Complex ethical issues inherent in the direct cinema practice
Albert Maysles came to my attention after I Googled “Deleuze intercessors” and an article by Ilona Hongisto – “I’m Ready For My Close-Up Now”: Grey Gardens and the Presentation of Self – reminded me of the intimate style of documenting that occurred in his film Grey Gardens. When I first watched Grey Gardens, some years ago, I felt depressed; the representation of mother and daughter, Edith and Edie, held together in a chaotic, dysfunctional relationship, living in a dilapidated mansion in The Hamptons, New York, pretty much isolated from the rest of humanity, save a few visits from a gardener, grocery delivery driver, Jerry (who occupied a role I’m still not sure about), and the Maysles, felt static and sad. Ilona Hongisto’s article exists to argue against the negative feedback – the filmmakers were accused of taking advantage of Edith and Edie by showing them “in an inopportune light” (Hongisto 1) – and to present an argument for the “remarkable system of presenting a self the documentary offers” (Hongisto 1).
My view of Grey Gardens didn’t change when I watched it again – I found it hard to see any kind of transformation and this was apparent at the end when a recorded telephone conversation between Edie and one of the filmmakers is played over the credits; he tells her he met a fan of Grey Gardens who watched the film 120 times and Edie states, “you take care of yourself,” as if he had said nothing.

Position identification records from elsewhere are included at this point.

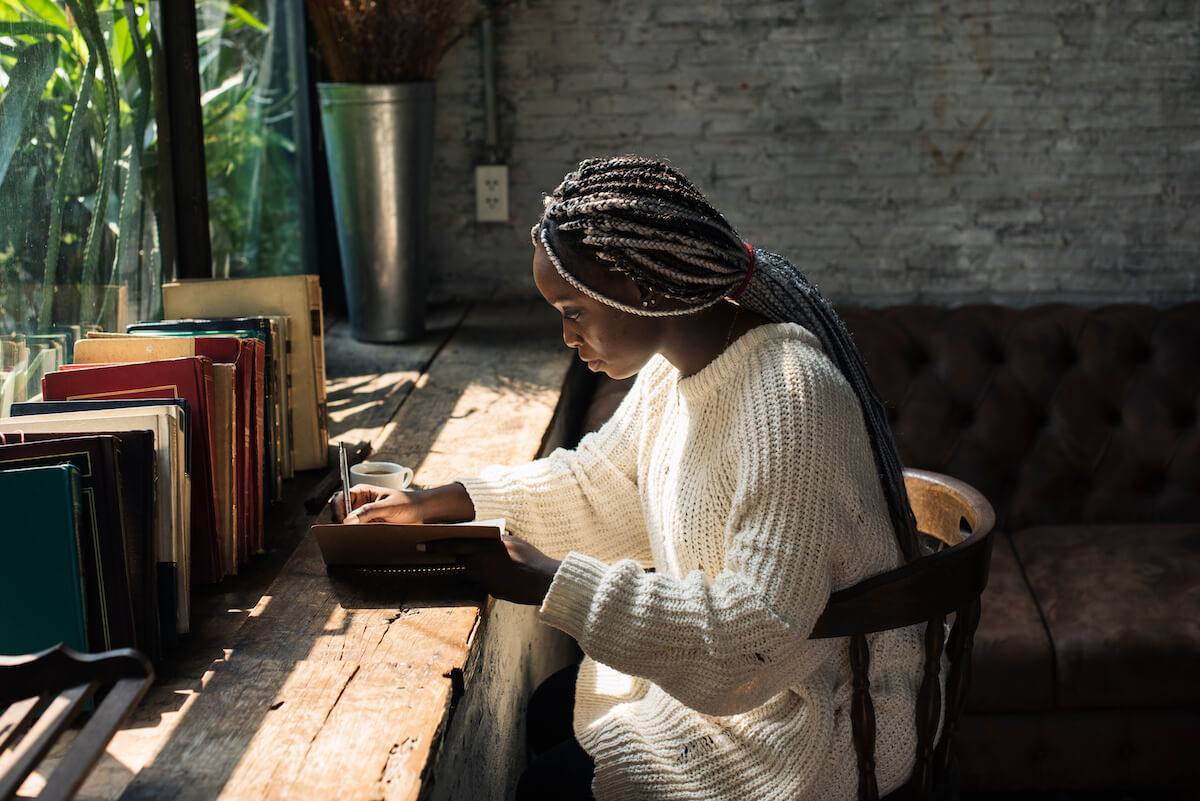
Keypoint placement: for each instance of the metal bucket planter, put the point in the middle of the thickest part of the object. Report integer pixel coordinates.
(379, 148)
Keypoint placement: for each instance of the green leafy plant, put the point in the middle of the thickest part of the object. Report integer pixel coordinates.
(75, 137)
(249, 100)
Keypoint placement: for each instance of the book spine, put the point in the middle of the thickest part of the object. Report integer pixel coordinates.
(77, 517)
(318, 363)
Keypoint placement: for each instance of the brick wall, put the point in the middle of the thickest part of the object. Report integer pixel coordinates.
(936, 150)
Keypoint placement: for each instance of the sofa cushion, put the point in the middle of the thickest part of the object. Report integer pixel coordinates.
(1122, 606)
(1012, 666)
(1057, 414)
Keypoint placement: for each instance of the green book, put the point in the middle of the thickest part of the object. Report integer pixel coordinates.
(41, 579)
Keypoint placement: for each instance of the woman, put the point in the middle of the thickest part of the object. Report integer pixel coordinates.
(750, 465)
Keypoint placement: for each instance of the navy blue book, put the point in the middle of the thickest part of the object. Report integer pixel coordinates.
(24, 408)
(259, 327)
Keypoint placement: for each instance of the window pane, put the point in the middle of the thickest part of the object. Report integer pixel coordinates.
(250, 92)
(78, 229)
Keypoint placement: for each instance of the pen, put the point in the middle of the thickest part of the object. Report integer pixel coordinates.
(343, 464)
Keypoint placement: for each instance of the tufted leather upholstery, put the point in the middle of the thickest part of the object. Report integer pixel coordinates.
(1057, 414)
(1083, 428)
(1080, 426)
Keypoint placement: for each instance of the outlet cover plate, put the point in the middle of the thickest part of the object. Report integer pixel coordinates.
(492, 193)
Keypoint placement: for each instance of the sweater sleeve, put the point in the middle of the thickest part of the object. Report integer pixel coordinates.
(730, 644)
(577, 499)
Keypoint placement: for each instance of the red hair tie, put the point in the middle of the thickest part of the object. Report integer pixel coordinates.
(745, 281)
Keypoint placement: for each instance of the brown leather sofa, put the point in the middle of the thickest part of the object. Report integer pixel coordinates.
(1080, 426)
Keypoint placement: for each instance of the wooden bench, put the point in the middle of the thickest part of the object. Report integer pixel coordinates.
(297, 685)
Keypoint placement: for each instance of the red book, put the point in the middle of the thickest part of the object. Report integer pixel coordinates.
(169, 378)
(241, 354)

He offered her something she said she desperately wanted – recognition as a performer – and she ignored it. Throughout the film Edie states how much she wants to get away from Grey Gardens and her mother, and she blames her mother for calling her back – this is actually played out in the film: every time Edie and the filmmakers are in a different room to Edith, Edith calls out for Edie to come to her – yet Edie always returns to her mother. Edie’s actions and her words do not match. Both women play their roles in keeping the status quo and the filmmakers’ final intervention does not break through. Perhaps Edie’s stated desire of getting away, and her regret that she did not make it in show business, was conflicting with her desire to make sure her mother was looked after. I see two people trapped and going round in circles and I see the filmmakers colluding with them.
This brings me to question the role of the filmmaker and, especially, my role as filmmaker, with my experience in coaching, which is connected with transformation, if conditions are right for it. These questions arise for me:
- What is the nature of my interventions?

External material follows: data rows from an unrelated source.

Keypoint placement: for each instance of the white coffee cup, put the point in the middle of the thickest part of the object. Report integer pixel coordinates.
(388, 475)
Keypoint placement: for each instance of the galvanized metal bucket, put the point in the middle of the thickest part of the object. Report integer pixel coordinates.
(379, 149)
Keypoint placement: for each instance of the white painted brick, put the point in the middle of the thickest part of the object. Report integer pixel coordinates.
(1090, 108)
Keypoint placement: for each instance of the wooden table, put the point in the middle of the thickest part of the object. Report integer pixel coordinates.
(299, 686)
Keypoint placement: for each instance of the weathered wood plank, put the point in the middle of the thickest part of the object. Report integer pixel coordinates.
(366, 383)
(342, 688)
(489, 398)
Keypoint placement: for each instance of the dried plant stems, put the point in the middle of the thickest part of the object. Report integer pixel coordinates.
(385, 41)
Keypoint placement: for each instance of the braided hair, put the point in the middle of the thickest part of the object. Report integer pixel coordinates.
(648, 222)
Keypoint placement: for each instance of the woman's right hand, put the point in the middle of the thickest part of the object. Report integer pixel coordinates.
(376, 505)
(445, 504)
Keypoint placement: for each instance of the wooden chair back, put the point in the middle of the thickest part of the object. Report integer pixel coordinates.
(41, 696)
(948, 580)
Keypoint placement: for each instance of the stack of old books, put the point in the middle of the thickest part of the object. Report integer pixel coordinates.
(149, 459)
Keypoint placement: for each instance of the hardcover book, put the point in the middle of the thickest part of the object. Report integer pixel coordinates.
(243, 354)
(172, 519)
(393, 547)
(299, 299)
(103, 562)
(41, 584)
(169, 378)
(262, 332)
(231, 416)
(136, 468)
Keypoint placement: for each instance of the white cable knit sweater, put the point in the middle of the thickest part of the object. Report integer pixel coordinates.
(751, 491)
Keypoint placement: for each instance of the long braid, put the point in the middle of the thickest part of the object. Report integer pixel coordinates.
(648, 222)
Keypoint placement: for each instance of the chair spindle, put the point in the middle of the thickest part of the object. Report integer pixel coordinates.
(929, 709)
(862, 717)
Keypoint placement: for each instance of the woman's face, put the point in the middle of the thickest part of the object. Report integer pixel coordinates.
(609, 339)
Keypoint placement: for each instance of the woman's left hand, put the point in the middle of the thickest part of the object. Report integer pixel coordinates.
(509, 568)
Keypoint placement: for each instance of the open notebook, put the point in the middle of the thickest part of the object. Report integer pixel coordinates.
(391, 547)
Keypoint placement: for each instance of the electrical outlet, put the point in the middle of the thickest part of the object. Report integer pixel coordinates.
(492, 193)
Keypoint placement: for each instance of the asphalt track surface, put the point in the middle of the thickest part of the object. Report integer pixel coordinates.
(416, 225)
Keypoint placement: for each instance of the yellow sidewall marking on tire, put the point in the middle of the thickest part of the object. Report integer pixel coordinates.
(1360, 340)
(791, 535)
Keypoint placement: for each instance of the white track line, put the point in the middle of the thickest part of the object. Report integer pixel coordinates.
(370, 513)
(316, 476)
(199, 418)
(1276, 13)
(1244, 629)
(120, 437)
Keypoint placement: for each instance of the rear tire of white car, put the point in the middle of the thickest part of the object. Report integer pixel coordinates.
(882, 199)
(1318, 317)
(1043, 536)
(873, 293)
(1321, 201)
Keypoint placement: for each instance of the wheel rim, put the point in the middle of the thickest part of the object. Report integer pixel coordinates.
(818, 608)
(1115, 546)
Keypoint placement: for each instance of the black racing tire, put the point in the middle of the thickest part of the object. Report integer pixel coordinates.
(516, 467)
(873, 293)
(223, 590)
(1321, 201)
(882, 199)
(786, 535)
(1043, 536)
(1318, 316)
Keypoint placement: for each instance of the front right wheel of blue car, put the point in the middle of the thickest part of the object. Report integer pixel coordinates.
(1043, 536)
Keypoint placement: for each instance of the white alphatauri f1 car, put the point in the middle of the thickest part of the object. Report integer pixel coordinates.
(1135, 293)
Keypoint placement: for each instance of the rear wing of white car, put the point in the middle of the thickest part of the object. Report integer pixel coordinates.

- What is the agreement between the subject and me?
- What permissions do I have?
- What permissions would I like to have?
- Where is it okay to go?
My purpose as filmmaker is to present an honest portrait of what is there; it’s also to make a film that people want to watch. I want people to be impressed by the films I make – I’d like the impressions to be long-lasting and encourage thought – new thought; different ways of thinking about things. With an agreed agenda with the subject, what do I show? By agreeing an agenda, am I colluding with the subject? Instead of colluding with someone who says, “I don’t want to go there”, isn’t my responsibility to ask what is it about that that makes them not want to go there? What are they afraid of? What might they gain by going there? What might they lose by going there?